We use the Imagenette dataset (same dataset used in our Image Datasets guide. If you have already followed that tutorial, you can skip this step.)

from nomic.atlas import map_data
from datasets import load_dataset
from tqdm import tqdm

id2label = {
"0": "tench",
"1": "English springer",
"2": "cassette player",
"3": "chain saw",
"4": "church",
"5": "French horn",
"6": "garbage truck",
"7": "gas pump",
"8": "golf ball",
"9": "parachute"
}

dataset = load_dataset('frgfm/imagenette', '160px')['train']

images = dataset["image"]
labels = dataset["label"]

metadata = [{"label": id2label[str(label)]} for label in tqdm(labels, desc="Creating metadata")]

map_data(
blobs=images,
data=metadata,
identifier='nomic/imagenette10k',
description='10k 160px Imagenette images',
topic_model={"build_topic_model": False},
)

Building a Classifier

As above, open the vector search modal in the Atlas dashboard and search for a tiny white ball to see the images that match the query.

Determine classifier threshold

Drag the slider to the right to see the images that are most similar to the query.

Multimodal Vector Search Results

We see that for a threshold of 0.058, most of the images are golf balls! The higher the number the more similar the image is to the text query.

Using embeddings for custom classifiers in Python

We use the same ImageClassifierFromTextQuery defined above to build our classifier in Python:

classifier = ImageClassifierFromTextQuery(text_query="a tiny white ball", threshold=0.058)

Testing the Classifier

Let's test the classifer on some data. First, let's check that the classifier works as expected on the Imagenette dataset.

We will use these 5 test images:

Tiny white ball test images

print(f"Loading dataset")
dataset = load_dataset('frgfm/imagenette', '160px')['train']

# first three should return True, last two should return False
ids = [7450, 6828, 7464, 2343, 3356]
images = [dataset[i]["image"] for i in ids]

print(f"Predicting")
predicitions = classifier.predict(images)
assert predicitions == [True, True, True, False, False], f"Predictions should be [True, True, True, False, False], got {predicitions=}"
for i, pred in enumerate(predicitions):
print(f"Prediction for image {ids[i]}: {pred}")

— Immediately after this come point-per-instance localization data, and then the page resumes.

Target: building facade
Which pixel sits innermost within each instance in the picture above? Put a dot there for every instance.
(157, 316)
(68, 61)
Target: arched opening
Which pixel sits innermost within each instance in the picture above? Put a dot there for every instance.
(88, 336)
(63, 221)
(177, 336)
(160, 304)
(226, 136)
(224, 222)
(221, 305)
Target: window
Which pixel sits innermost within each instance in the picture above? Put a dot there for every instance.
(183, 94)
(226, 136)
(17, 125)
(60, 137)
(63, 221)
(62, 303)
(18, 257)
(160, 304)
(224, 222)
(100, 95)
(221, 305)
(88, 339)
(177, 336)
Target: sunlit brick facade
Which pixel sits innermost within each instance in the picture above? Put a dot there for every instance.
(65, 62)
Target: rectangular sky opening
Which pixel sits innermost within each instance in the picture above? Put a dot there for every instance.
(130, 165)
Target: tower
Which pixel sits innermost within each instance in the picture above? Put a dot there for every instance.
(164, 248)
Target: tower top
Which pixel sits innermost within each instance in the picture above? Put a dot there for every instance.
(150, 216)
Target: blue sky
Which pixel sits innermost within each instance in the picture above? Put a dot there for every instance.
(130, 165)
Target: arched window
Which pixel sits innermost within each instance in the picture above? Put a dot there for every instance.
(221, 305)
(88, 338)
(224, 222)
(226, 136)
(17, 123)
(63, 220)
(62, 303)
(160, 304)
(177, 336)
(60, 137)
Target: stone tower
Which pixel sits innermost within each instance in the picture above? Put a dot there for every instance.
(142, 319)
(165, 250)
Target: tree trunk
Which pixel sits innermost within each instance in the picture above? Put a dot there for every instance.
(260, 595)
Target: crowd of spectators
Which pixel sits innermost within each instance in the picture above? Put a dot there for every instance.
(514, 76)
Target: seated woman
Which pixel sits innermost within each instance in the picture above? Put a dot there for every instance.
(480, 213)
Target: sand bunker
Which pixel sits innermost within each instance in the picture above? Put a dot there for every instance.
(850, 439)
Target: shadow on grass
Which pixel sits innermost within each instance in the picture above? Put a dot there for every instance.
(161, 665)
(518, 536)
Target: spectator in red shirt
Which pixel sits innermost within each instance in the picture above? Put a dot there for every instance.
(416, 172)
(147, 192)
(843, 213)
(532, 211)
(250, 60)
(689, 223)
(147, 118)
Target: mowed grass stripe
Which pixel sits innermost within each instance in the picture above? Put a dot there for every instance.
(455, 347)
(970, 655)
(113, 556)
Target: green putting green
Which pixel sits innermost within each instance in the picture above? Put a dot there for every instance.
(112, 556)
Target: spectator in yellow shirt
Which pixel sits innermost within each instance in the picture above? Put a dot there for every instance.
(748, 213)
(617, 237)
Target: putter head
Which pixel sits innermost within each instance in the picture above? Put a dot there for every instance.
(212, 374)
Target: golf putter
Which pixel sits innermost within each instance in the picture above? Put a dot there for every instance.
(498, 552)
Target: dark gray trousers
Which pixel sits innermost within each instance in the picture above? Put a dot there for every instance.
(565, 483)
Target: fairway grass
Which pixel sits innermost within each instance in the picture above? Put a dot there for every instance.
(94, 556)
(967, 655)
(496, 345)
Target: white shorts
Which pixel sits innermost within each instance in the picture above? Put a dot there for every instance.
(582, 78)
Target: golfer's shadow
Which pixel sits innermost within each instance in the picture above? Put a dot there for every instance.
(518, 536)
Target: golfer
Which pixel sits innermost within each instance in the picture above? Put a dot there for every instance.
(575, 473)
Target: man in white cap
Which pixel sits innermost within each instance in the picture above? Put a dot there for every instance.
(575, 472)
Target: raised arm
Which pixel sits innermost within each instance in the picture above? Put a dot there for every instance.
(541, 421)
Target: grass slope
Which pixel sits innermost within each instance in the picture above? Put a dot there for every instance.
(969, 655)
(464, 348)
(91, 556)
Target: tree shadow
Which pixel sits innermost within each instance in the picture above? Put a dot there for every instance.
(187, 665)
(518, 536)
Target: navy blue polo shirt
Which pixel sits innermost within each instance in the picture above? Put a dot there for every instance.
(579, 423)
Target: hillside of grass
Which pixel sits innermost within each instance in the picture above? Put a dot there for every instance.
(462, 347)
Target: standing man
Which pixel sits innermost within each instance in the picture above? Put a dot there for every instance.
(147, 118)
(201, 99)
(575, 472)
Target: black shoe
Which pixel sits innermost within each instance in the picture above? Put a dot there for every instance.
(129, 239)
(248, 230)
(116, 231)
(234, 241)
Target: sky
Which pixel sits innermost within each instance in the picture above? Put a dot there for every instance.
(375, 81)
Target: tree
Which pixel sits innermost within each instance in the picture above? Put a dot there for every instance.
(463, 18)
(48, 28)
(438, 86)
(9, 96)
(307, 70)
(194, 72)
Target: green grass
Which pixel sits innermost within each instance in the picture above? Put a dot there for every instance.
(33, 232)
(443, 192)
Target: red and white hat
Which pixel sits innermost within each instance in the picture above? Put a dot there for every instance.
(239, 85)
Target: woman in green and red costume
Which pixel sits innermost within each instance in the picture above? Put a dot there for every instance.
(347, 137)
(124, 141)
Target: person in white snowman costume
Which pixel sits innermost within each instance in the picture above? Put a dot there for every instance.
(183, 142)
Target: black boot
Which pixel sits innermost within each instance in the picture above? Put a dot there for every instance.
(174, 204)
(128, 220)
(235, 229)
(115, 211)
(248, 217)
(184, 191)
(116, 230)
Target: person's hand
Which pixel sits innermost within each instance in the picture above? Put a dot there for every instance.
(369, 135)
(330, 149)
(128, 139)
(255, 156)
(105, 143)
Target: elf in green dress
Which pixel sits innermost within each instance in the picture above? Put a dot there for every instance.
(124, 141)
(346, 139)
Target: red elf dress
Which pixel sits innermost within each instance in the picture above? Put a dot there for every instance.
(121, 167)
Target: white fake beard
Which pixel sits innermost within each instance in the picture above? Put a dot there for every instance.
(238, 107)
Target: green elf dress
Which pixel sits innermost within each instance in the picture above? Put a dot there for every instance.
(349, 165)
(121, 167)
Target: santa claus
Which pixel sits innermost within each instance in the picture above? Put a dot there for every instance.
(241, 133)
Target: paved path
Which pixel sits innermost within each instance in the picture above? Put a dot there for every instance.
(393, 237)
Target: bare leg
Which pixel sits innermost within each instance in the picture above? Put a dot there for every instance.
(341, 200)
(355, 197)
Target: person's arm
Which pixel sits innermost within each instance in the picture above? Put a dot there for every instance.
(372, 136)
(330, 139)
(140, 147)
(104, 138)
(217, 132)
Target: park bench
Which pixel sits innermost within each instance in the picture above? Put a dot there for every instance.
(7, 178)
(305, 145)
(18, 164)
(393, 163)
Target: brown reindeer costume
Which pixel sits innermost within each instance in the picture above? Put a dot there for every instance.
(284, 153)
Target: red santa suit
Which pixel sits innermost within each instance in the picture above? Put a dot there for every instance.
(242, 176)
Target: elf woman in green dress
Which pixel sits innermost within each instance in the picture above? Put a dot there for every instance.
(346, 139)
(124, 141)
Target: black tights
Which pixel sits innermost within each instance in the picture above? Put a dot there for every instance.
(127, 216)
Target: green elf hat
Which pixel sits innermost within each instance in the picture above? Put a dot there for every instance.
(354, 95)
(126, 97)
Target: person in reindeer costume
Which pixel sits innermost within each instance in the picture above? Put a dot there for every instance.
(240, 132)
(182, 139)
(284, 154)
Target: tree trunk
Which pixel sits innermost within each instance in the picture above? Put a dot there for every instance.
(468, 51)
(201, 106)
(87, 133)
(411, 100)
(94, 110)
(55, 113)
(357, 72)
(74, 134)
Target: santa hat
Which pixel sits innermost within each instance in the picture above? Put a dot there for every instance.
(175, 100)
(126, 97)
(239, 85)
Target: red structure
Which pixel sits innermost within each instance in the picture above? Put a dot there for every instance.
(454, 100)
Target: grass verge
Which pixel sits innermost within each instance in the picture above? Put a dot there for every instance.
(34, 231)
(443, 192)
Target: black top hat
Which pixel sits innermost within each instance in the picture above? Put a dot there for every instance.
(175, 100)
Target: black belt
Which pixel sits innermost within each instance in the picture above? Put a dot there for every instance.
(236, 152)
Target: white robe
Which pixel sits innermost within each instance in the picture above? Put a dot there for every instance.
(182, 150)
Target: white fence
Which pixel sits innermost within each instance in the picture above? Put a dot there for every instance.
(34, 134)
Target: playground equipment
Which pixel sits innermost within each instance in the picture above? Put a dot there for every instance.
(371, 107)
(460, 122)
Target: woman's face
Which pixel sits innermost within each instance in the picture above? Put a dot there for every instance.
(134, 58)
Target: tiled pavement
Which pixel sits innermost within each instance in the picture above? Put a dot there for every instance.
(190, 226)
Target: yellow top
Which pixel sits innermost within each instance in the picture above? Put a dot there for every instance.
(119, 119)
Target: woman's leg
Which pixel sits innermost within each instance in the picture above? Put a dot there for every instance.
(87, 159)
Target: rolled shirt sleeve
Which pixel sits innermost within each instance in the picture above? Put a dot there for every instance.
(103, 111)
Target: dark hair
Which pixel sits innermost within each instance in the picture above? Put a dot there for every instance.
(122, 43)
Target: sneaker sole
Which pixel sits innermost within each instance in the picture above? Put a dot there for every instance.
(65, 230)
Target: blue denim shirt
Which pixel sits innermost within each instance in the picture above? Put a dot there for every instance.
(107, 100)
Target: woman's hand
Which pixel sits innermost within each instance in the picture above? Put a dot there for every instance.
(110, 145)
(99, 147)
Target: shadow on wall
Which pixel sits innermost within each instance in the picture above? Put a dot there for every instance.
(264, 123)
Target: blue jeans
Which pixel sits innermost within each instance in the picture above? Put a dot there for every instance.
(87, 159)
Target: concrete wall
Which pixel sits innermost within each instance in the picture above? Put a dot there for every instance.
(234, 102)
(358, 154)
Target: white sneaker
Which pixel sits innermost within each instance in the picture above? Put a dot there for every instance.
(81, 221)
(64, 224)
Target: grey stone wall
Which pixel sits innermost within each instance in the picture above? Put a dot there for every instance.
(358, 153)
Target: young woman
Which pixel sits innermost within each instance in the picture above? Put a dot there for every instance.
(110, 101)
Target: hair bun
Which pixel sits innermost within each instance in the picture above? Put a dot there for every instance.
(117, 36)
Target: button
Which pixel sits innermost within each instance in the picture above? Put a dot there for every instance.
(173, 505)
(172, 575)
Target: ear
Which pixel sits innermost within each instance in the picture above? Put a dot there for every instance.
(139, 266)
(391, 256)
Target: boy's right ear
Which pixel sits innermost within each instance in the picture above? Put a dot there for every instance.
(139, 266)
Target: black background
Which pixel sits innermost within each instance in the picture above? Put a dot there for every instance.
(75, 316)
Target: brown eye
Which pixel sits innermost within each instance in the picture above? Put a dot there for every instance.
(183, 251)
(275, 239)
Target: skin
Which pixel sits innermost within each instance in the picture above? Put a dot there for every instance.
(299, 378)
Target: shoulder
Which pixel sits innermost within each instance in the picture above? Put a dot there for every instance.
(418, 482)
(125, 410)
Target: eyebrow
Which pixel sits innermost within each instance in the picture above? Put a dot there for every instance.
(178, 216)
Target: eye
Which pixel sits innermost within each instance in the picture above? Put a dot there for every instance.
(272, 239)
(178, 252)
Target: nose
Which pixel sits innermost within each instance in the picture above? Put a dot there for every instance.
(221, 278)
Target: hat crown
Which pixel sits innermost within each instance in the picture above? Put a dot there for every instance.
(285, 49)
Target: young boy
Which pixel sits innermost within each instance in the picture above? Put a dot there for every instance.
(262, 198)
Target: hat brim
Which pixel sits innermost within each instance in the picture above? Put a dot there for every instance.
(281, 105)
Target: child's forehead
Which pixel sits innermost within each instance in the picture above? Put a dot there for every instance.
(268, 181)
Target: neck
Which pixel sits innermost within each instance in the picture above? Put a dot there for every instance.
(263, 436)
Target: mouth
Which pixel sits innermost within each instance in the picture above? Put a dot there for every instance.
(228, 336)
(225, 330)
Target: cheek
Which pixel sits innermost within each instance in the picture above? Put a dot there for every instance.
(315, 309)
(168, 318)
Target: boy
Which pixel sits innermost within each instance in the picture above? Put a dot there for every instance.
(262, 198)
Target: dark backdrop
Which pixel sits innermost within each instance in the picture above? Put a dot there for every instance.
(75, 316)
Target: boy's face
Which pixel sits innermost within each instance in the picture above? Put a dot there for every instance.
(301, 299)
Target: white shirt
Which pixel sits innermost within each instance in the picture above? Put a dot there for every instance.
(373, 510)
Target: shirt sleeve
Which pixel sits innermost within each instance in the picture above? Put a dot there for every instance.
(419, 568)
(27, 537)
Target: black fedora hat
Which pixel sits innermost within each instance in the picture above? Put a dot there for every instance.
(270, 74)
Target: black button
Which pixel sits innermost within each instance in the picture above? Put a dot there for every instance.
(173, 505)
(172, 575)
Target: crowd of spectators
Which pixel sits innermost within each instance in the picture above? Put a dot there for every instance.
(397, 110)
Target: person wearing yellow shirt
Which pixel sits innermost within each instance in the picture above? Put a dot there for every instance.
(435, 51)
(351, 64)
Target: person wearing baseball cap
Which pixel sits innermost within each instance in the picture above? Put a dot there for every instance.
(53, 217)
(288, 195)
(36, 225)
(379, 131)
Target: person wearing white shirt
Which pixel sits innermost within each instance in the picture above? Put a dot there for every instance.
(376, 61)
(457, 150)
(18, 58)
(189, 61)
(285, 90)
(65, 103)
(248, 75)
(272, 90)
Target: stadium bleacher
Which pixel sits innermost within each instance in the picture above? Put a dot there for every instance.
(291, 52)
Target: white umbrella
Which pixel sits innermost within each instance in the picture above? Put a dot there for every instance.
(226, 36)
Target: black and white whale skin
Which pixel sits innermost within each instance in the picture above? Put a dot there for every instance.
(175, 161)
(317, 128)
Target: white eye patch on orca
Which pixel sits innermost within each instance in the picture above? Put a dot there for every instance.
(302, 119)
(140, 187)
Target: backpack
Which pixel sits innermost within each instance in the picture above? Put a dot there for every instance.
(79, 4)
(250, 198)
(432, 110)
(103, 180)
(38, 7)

We see that the classifier correctly predicts images with high similarity to the text query as True and images with low similarity as False as shown in the Nomic Atlas interface.

Generalizing To New Data

Now, let's test the classifier on a new dataset. We will use the Sports Classification dataset to classify images of baseball, cricket, and hockey.

sport_dataset = load_dataset('nihaludeen/sports_classification', split="train")
sport_images = sport_dataset["image"]
predictions = classifier.predict(sport_images)

You should see the classifier return True for images that contain a tiny white ball like this:

Nomic Atlas Classifier Results

and false for other images that do not contain a tiny white ball like this:

Nomic Atlas Classifier Results

Conclusion

In this cookbook, we showed you how to use Nomic Atlas to build an image classifier leveraging the power of multimodal semantic search. Using Atlas, we were able to visualize the decision boundary of the text query across our image dataset and find an appropriate threshold for our classifier. From there, we showed you how you can expand your classifier to any new image dataset you have.

To run the full script, you can find it on our github.